William se quedó helado. Era posible que el joven y enérgico duque de Normandía tuviera éxito donde su madre había fracasado y, si en esta ocasión Stephen era derrotado, William podía caer con él.
—¿Qué ha pasado? —indagó con tono apremiante—. ¿Qué ha hecho Henry?
—Ha cruzado las aguas con treinta y seis barcos y ha desembarcado en Wareham. Según dicen, ha traído con él un ejército de tres mil hombres. Nos han invadido.
La ciudad de Winchester se hallaba atestada. La situación era tensa y peligrosa. Allí se encontraban los dos ejércitos. Las fuerzas del rey Stephen estaban guarecidas en el castillo. Los rebeldes del duque Henry, incluidos Richard y sus proscritos, se encontraban acampados fuera de las murallas de la ciudad en Saint Gile's Hill, lugar donde se celebraba la feria anual. A los soldados de ambas partes les estaba vedado entrar en la población; pero muchos de ellos, desafiando la prohibición, pasaban las noches en las cervecerías, los reñideros de gallos y los burdeles, donde se emborrachaban, abusaban de las mujeres, luchaban y se mataban entre sí durante partidas de dados y Nine-Men's Morris.
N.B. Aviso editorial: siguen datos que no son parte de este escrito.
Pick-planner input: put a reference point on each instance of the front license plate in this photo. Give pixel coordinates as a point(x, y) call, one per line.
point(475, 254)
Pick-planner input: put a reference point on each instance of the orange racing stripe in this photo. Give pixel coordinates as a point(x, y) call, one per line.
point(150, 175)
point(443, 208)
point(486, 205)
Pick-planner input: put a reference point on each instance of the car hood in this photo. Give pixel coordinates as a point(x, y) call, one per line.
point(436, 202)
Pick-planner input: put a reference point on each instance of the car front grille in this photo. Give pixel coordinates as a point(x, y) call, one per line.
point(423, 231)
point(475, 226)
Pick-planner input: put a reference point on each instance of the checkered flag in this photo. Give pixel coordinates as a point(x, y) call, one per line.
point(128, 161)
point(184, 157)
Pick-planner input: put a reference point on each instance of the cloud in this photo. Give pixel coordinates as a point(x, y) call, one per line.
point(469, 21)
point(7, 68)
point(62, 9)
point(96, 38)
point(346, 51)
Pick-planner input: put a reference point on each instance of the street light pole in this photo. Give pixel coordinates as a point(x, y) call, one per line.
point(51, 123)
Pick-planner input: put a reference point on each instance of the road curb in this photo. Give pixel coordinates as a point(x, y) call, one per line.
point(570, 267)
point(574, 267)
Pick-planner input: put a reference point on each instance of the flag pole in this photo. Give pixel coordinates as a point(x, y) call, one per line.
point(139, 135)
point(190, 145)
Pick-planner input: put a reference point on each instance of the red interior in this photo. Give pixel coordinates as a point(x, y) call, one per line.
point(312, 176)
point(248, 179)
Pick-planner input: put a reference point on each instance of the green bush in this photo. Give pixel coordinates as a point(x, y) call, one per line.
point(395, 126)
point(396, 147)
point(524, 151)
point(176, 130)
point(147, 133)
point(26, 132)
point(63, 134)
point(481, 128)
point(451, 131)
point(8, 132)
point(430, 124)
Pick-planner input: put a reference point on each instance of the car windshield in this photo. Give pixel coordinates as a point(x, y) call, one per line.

El rey había perdido todo espíritu combativo en el verano, cuando murió su hijo mayor. En aquellos momentos, Stephen moraba en el castillo real, y el duque Henry se alojaba en el palacio del obispo. Sus representantes, el arzobispo Theobald de Canterbury, en nombre del rey, y el viejo desfacedor de poderíos, el obispo Henry de Winchester por parte del duque Henry, estaban celebrando conversaciones de paz. Cada mañana, el arzobispo Theobald y el obispo Henry se reunían en el palacio episcopal. A mediodía, el duque Henry solía atravesar las calles de Winchester con sus lugartenientes, incluido Richard, para ir a almorzar al castillo.
La primera vez que Aliena vio al duque Henry no pudo creer que fuera el hombre que gobernaba un imperio tan grande como Inglaterra. Tendría unos veinte años y su rostro estaba atezado y lleno de pecas como el de un campesino. Vestía una sencilla túnica oscura sin bordado alguno y llevaba muy corto el pelo rojizo. Ofrecía el aspecto del laborioso hijo de un hacendado próspero. Sin embargo, percibió, al cabo de un tiempo, que tenía una especie de magnetismo de poder. Era de baja estatura y musculoso, con hombros anchos y una gran cabeza. Pero la impresión de gran fuerza física quedaba compensada por unos ojos grises penetrantes y observadores. La gente que le rodeaba jamás se acercaba a él demasiado, sino que lo trataba con una familiaridad cautelosa, como si temieran que fuese a montar en cólera en cualquier momento.
Aliena pensaba que, en el castillo, los comensales debían sufrir una desagradable tensión al tener a los jefes de ambos ejércitos comiendo juntos. Se preguntaba cómo soportaría Richard sentarse a la misma mesa con el conde William. Ella le habría amenazado con el cuchillo de trinchar en lugar de pasarle el venado asado. Por su parte, sólo veía a William desde cierta distancia y en breves ocasiones. Parecía inquieto y malhumorado, lo cual constituía una buena señal.